Der Ausschlusstatbestand des § 5 Abs. 8 a SGB V ergänzt, was den Bezug von Leistungen nach dem SGB XII anlangt, die allgemeine Regelung über die Voraussetzung des § 5 Abs. 1 Nr. 13 SGB V, dass anderweitiger Anspruch auf Absicherung im Krankheitsfall besteht (vgl. Wille-Koch, a. a. O., Rdnr. 61). Daher kann der Umstand, dass das Sozialgeld nicht im Ausschlusstatbestand des Abs. 8 a aufgeführt ist, nicht zur Versicherungspflicht führen. Liegt der Ausschlusstatbestand des § 5 Abs. 8 a SGB V nicht vor, bedeutet dies nicht, dass keine anderweitige Absicherung im Krankheitsfall vorliegt.

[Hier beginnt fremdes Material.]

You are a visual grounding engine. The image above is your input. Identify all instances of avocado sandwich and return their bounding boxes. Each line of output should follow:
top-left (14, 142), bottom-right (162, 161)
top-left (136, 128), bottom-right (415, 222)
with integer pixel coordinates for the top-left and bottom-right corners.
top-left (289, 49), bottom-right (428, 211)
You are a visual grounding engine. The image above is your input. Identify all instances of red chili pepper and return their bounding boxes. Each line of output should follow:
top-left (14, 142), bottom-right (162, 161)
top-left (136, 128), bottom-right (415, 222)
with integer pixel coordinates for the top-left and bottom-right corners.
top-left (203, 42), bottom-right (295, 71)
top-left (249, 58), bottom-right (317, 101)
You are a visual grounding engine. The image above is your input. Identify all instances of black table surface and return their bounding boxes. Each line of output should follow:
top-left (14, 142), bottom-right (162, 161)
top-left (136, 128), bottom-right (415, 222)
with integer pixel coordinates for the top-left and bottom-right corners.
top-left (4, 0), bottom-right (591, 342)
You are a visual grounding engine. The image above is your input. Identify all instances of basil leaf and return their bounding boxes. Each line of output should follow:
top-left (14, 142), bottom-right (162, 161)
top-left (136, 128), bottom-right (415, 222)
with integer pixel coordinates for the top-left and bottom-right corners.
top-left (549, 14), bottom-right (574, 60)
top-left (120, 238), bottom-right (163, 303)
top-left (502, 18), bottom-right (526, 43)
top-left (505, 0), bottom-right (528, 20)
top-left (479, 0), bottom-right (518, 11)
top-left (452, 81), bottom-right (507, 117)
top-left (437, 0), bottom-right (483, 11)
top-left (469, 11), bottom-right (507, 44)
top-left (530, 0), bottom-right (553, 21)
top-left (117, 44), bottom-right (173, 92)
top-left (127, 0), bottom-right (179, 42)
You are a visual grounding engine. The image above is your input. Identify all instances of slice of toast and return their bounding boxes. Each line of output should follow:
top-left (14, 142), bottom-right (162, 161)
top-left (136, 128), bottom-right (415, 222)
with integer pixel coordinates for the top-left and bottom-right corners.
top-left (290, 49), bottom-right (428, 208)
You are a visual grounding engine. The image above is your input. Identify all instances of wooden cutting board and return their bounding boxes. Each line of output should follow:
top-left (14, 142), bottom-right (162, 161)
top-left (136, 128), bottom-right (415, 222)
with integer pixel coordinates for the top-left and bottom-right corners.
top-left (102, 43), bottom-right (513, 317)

Andernfalls hätte es der negativen Anspruchsvoraussetzung des "anderweitigen Anspruchs auf Absicherung im Krankheitsfall" in der Nr. 13 selbst nicht bedurft. Es stellt sich daher auch nicht die Frage, ob § 5 Abs. 1 Nr. 8 a SGB V analog auf die Bezieher von Sozialgeld anzuwenden ist.

Die Kostenfolge ergibt sich aus § 193 SGG.